L’analyse du comportement des clients peut permettre de définir le seuil de chèques au-delà duquel une facturation pourrait être appliquée et la périodicité de ce seuil (annuelle, trimestrielle, mensuelle…).

La facturation du chèque va-t-il tuer le chèque ? Pas forcément. Un simulateur efficace doit permettre d’optimiser l’équation financière quel que soit le scénario : que le client continue à utiliser le chèque et donc paie ces nouveaux frais ou qu’il se tourne vers un autre moyen de paiement entraînant ainsi une réduction des coûts et du risque.

Les espèces sont aussi encadrées

Le Code Civil stipule que l’on doit pouvoir remettre et retirer un dépôt gratuitement.

Ces engagements publiés par la FBF résument bien la réponse actuelle des banques :

Pour les personnes disposant d’une carte bancaire ou d’une carte de paiement à autorisation systématique, le retrait d’argent reste gratuit au distributeur automatique (DAB) de la banque ou de la caisse de l’établissement teneur du compte ;

Les personnes ne disposant pas, ou ne souhaitant pas disposer, d’une carte bancaire trouveront toujours dans leur agence un moyen de retirer gratuitement des espèces. Le choix du moyen est laissé à la discrétion de la banque en fonction de son organisation et de son offre, par exemple :

  • un retrait gratuit au guichet de leur agence (service de caisse),
  • une carte à retrait unique dans leur agence, délivrée gratuitement
  • une carte de retrait à autorisation systématique ou équivalente utilisable au moins dans leur agence, délivrée gratuitement.

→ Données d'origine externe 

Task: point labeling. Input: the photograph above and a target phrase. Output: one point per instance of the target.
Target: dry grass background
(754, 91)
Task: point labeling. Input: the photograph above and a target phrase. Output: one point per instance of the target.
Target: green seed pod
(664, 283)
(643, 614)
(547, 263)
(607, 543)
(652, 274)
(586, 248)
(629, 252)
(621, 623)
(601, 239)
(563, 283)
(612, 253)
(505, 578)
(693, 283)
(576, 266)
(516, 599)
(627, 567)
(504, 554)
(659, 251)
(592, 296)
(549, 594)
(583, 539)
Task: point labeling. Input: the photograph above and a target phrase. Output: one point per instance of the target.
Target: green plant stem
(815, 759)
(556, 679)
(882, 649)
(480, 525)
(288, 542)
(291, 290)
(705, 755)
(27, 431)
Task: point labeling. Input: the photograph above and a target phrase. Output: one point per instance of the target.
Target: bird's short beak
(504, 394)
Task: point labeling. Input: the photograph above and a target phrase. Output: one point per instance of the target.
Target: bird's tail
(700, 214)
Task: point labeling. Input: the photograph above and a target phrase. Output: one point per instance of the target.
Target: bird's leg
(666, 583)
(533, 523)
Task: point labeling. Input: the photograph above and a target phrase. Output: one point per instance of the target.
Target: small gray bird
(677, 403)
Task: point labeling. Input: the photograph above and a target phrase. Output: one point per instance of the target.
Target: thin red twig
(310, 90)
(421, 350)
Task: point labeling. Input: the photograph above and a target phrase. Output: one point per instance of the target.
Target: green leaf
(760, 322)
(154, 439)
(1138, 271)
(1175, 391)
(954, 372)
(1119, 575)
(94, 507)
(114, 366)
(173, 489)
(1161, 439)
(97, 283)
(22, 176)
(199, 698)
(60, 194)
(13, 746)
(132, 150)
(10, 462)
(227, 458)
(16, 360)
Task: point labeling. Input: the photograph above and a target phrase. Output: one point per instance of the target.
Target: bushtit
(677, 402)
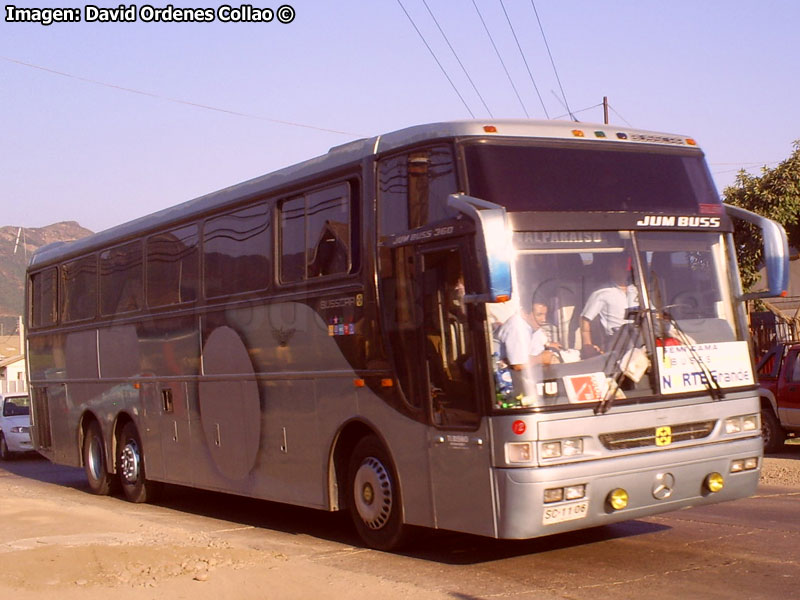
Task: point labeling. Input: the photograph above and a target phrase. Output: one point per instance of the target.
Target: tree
(774, 194)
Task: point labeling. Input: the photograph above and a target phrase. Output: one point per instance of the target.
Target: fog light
(553, 495)
(751, 423)
(714, 482)
(618, 499)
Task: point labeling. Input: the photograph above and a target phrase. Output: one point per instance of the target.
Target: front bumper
(520, 492)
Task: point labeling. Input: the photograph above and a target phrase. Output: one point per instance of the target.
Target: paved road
(744, 549)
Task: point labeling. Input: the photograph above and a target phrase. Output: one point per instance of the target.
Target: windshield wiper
(623, 339)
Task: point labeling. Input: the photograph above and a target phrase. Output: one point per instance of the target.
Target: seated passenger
(610, 303)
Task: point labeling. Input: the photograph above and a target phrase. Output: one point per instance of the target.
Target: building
(12, 361)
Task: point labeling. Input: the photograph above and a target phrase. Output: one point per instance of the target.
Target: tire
(771, 431)
(101, 482)
(5, 453)
(130, 467)
(373, 496)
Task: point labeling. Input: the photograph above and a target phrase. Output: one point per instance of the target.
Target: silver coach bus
(335, 335)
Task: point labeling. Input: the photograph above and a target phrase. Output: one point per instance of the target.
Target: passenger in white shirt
(523, 341)
(610, 302)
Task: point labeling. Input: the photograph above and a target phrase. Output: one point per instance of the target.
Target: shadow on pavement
(430, 545)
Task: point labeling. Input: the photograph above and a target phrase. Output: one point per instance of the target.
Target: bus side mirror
(493, 246)
(776, 252)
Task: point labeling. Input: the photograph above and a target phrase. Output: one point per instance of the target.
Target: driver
(523, 339)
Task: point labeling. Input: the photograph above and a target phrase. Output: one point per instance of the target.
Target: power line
(422, 37)
(552, 62)
(491, 39)
(533, 81)
(175, 100)
(457, 58)
(572, 114)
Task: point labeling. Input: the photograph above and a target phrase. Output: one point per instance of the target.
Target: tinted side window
(173, 267)
(121, 279)
(328, 231)
(293, 241)
(413, 188)
(317, 234)
(79, 284)
(43, 310)
(236, 251)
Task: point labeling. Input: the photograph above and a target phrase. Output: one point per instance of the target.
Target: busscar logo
(675, 221)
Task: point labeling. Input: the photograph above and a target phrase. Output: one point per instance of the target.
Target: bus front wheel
(374, 497)
(130, 467)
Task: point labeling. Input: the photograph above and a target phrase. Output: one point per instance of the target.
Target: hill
(16, 248)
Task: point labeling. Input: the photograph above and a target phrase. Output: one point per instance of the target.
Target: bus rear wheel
(374, 496)
(101, 482)
(130, 467)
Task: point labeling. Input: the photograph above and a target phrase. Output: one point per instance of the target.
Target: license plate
(565, 512)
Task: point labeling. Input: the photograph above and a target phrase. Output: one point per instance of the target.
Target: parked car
(779, 379)
(15, 425)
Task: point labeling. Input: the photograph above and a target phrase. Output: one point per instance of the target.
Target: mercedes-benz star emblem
(663, 486)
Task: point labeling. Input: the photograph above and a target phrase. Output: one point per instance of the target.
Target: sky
(103, 122)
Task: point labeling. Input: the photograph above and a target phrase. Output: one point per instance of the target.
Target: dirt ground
(69, 545)
(61, 542)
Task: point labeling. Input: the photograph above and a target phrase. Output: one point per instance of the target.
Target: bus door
(168, 424)
(459, 448)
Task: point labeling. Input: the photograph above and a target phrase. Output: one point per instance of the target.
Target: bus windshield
(588, 178)
(616, 315)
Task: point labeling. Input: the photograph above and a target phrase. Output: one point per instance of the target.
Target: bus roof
(350, 153)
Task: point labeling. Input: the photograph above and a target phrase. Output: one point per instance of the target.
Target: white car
(15, 425)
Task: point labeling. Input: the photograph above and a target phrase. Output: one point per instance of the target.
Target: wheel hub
(373, 493)
(129, 462)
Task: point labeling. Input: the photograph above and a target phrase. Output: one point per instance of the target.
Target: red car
(779, 378)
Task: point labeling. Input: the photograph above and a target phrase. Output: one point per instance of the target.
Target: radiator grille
(642, 438)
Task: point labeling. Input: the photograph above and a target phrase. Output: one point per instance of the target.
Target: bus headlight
(519, 452)
(742, 424)
(557, 448)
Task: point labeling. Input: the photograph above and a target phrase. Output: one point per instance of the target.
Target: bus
(334, 335)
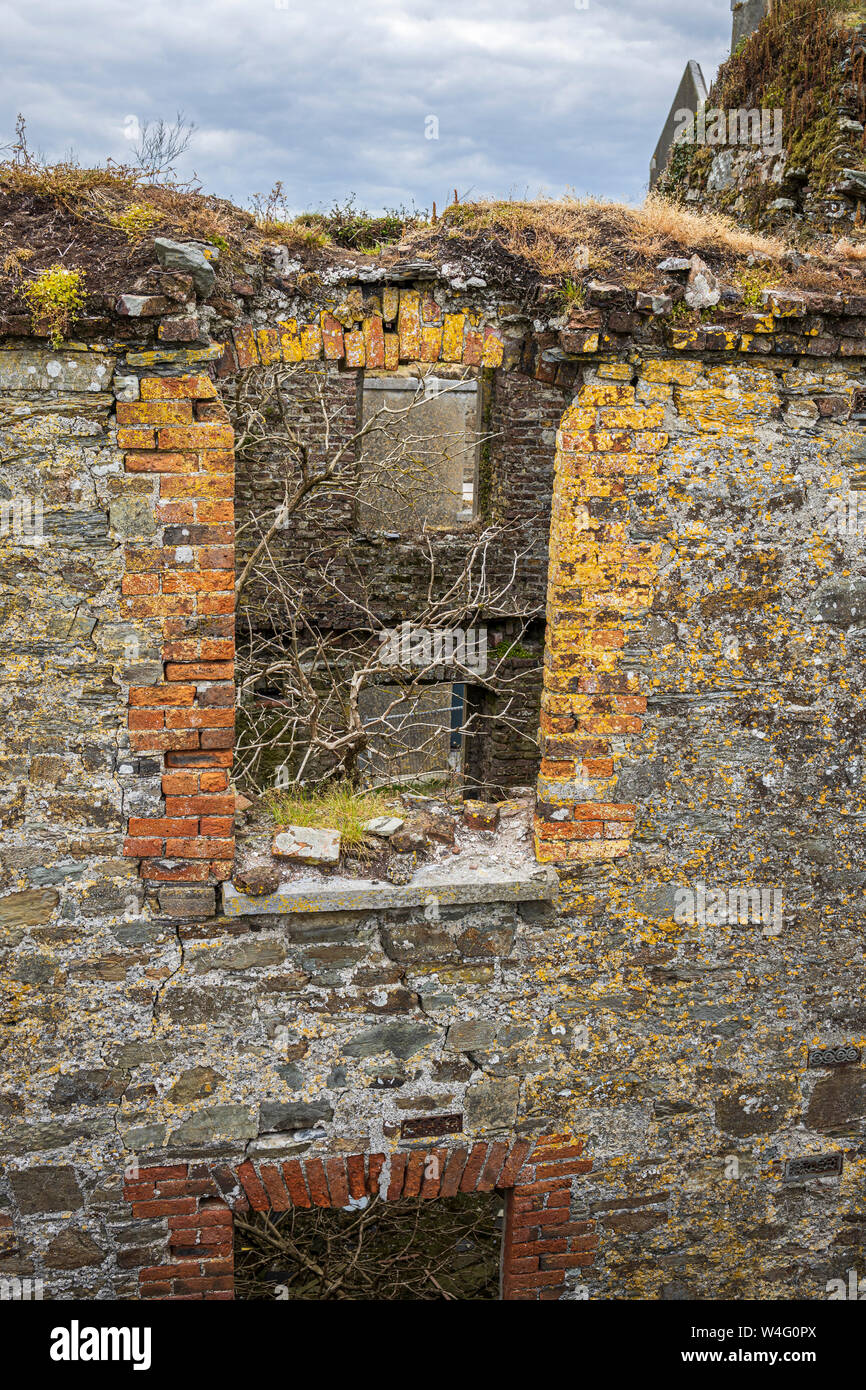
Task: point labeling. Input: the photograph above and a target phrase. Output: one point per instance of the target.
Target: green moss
(752, 284)
(135, 221)
(54, 299)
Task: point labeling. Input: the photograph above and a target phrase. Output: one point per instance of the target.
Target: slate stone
(188, 257)
(92, 1086)
(282, 1118)
(838, 1101)
(28, 908)
(195, 1084)
(307, 845)
(72, 1248)
(755, 1109)
(402, 1040)
(46, 1189)
(291, 1075)
(242, 955)
(257, 881)
(491, 1104)
(213, 1123)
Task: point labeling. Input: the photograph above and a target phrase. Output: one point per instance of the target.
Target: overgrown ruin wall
(702, 731)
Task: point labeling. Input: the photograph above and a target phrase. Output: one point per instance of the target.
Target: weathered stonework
(701, 726)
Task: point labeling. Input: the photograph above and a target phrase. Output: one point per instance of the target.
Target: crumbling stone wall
(685, 1061)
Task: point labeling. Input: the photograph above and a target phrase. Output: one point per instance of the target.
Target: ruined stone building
(647, 1029)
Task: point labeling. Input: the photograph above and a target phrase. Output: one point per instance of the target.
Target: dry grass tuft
(850, 250)
(563, 238)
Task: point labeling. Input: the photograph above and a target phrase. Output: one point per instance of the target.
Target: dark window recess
(406, 1251)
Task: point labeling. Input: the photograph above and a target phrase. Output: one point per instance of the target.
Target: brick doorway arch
(542, 1246)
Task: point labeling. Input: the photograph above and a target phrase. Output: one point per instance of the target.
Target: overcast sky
(337, 96)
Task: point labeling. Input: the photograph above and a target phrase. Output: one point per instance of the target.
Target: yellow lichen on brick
(452, 338)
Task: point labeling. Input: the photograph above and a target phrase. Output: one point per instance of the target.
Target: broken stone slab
(257, 881)
(481, 884)
(382, 826)
(702, 289)
(654, 303)
(481, 815)
(189, 257)
(307, 845)
(430, 826)
(143, 306)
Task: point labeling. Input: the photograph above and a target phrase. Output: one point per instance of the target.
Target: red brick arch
(541, 1243)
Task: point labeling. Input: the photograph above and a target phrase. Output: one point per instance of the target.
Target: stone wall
(702, 734)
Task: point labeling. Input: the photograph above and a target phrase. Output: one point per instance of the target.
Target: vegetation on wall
(794, 63)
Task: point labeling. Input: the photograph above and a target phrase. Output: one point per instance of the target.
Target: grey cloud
(334, 97)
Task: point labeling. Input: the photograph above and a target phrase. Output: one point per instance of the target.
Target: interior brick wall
(544, 1247)
(182, 584)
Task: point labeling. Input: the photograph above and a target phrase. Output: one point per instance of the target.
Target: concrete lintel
(537, 886)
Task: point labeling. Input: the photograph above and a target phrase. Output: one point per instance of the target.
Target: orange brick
(202, 581)
(200, 719)
(217, 460)
(216, 603)
(156, 462)
(139, 719)
(161, 694)
(199, 670)
(135, 439)
(199, 848)
(160, 605)
(211, 513)
(213, 487)
(153, 412)
(173, 388)
(141, 584)
(135, 848)
(198, 437)
(161, 826)
(217, 824)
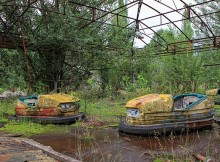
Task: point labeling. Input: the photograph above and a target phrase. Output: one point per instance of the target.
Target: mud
(108, 145)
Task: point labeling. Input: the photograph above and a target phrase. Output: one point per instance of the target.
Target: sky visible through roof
(152, 10)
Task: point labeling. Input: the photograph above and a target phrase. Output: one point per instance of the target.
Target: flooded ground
(108, 145)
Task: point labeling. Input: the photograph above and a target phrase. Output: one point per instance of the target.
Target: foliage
(28, 129)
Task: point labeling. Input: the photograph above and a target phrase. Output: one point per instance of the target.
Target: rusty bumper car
(48, 109)
(162, 113)
(214, 95)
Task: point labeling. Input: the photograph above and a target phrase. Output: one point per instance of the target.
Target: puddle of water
(108, 145)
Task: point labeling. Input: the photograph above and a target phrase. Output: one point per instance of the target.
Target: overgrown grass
(29, 129)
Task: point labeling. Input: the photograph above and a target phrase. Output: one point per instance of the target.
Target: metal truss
(145, 18)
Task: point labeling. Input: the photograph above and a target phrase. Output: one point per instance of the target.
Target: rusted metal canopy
(144, 17)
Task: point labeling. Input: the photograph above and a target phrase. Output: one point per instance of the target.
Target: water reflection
(107, 145)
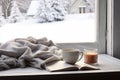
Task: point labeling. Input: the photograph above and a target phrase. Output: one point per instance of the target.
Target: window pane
(63, 21)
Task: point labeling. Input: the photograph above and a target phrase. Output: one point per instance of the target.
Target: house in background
(32, 10)
(82, 6)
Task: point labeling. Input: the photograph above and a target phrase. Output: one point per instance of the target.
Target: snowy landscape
(51, 20)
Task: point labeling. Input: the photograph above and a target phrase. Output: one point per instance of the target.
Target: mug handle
(80, 56)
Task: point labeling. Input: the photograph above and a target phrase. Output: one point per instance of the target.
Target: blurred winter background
(59, 20)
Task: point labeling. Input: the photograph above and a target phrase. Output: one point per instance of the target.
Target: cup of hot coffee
(71, 55)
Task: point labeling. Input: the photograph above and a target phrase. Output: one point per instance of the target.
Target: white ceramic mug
(71, 55)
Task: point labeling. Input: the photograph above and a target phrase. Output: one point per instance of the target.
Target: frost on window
(59, 20)
(43, 10)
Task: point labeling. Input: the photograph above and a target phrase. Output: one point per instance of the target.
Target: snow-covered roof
(33, 7)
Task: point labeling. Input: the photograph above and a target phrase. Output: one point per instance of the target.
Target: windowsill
(107, 64)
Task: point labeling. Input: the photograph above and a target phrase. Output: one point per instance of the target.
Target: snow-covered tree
(50, 10)
(2, 20)
(59, 10)
(6, 6)
(15, 15)
(91, 6)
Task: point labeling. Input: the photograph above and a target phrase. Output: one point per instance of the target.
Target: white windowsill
(106, 64)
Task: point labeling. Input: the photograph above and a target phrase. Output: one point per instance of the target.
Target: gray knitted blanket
(24, 52)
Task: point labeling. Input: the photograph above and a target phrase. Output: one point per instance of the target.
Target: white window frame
(101, 24)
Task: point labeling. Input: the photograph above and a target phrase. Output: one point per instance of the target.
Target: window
(73, 33)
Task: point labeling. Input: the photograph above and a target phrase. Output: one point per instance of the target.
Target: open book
(62, 66)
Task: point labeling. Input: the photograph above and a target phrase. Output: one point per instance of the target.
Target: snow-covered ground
(75, 28)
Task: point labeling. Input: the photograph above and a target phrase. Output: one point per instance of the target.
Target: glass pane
(63, 21)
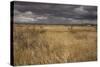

Voici encore une chaine de traitement coûteuse que la banque ne peut pas valoriser.

Le législateur peut continuer à aider les banques à accompagner les changements de comportement des consommateurs.

L’utilisation des moyens de paiement est très souvent gratuite. Le prix est utilisé pour favoriser certains canaux mais n’est peu ou pas utilisé aujourd’hui pour favoriser les moyens de paiement les plus modernes.

A l’heure de la dématérialisation, l’Etat souhaite en outre favoriser le paiement électronique et décourager les espèces et le chèque source de risque, de blanchiment et de fraude. Le législateur peut-il continuer à accompagner les banques dans ces mutations ? Le législateur pourrait-il infléchir les règles sur la facturation des chèques et des espèces pour offrir plus de souplesse ? Pourrait-il lever les ambigüités qui existent peut-être encore entre les différents textes juridiques ? Nous pensons qu’un coût de pouce législatif, pourrait sans doute faire évoluer le consensus de place qui rend difficile toute évolution sur ces sujets.

Les virements et la carte bancaire sont les nouveaux moyens d’accès facile et moderne à son argent. Le virement sur internet pourrait être la nouvelle solution gratuite.

Certes, elle nécessite un accès à un internet. Mais il reste la Gamme de Paiements Alternatifs qui permet un accès de base et gratuit à un service de base bancaire pour les clients les plus fragiles.

Aujourd’hui, l’ensemble des clients des banques subventionnent la chaîne chèque. Pourtant 20% des clients consomment 64% des volumes de chèques émis. Une facturation adaptée permettrait de faire contribuer un peu plus les utilisateurs effectifs de ce coûteux moyen de paiement.